A Rupture
Published online by Cambridge University Press: 05 June 2014
A psychological and epistemological rupture has occurred in the Arab Middle East that has shaken the authoritarian order to its very foundation and introduced a new language and a new era of contentious politics and revolutions. A revolutionary moment of political emancipation and self-determination challenges conventional ways and dominant thinking about the region, such as the durability and resilience of authoritarianism and the ability of autocratic rulers to police the status quo.
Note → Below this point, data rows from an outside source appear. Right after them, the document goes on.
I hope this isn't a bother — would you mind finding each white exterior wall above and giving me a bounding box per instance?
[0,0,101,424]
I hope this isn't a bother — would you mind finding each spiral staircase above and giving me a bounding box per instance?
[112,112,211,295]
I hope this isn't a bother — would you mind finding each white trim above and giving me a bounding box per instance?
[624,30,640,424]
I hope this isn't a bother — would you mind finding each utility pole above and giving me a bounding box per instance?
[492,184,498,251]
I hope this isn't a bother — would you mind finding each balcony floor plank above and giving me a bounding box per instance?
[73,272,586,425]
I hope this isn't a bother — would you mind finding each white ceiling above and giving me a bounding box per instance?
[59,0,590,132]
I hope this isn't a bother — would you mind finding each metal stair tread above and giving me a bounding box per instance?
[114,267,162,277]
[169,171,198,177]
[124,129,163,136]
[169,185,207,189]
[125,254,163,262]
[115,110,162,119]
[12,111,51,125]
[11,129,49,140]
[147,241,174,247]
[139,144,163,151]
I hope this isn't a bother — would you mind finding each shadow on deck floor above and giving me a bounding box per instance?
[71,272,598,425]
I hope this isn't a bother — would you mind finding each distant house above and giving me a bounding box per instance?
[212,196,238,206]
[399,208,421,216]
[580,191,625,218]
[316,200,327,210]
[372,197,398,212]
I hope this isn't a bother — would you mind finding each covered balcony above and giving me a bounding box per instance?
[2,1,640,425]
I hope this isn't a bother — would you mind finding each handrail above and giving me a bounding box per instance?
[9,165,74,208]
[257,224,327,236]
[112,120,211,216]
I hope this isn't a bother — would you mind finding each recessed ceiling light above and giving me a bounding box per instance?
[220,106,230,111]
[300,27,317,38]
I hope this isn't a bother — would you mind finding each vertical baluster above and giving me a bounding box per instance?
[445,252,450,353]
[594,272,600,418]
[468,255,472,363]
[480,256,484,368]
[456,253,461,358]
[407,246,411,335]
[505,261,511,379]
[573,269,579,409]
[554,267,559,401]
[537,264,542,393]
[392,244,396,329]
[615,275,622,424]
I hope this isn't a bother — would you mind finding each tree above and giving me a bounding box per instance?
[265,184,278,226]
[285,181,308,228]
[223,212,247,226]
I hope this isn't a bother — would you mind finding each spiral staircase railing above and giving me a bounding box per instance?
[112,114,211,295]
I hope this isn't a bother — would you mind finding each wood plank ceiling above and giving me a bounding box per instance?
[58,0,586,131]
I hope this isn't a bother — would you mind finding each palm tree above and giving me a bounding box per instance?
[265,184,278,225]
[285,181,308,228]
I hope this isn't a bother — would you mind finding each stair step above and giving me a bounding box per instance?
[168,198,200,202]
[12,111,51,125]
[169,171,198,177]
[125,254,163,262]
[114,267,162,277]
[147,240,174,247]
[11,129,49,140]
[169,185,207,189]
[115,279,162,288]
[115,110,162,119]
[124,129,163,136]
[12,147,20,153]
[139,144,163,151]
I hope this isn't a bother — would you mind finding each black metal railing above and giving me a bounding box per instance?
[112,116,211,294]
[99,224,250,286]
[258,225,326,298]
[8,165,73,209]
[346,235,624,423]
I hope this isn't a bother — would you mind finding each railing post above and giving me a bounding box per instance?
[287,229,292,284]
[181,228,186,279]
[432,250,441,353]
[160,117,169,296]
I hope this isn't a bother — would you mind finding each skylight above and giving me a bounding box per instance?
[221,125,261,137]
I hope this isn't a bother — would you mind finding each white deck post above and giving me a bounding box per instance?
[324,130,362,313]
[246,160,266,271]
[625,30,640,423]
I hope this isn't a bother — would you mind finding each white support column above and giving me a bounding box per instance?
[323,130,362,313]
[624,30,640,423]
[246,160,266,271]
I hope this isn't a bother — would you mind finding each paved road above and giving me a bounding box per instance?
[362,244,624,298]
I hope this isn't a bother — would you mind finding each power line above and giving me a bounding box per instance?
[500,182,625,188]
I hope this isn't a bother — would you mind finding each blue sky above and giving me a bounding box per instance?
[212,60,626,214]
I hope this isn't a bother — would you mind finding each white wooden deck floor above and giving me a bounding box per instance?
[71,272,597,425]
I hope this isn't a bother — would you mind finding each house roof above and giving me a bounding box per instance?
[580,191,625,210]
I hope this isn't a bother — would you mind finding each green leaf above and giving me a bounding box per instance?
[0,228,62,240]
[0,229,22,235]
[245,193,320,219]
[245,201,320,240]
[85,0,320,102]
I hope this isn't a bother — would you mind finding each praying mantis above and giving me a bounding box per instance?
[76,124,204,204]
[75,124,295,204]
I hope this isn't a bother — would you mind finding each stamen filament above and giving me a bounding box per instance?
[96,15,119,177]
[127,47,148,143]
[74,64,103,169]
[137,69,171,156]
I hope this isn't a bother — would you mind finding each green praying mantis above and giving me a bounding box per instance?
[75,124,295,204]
There is a reinvigorated academic interest in bottom-up politics, workers, ordinary people, social movements, public space and resistance, the decay of hegemony, the crisis of authority and the role of agency in general – a refreshing departure from the past fixation with top-down politics and the elite.
Far from over, this revolutionary moment is still unfolding before our eyes, an open-ended struggle that will play out in the coming years. If history serves as a guide, revolutionary moments – as opposed to revolutions that swiftly overturn a society’s social, economic and political structure, all within a relatively short time frame – will take time and space to produce a revolutionary outcome. In the process, they might be aborted, hijacked, co-opted, institutionalized, or face setbacks. Therefore, it is critical to distinguish between two processes: (1) reconstructing the conditions and settings that led to the overthrow of the Zine El Abidine Ben Ali regime in Tunisia and of the Hosni Mubarak regime in Egypt; and (2) examining transition from political authoritarianism in various countries and the prospects of sustaining the cohesiveness and unity of the masses of protesters as the struggle turns to building a governing coalition, a new system for allocating power.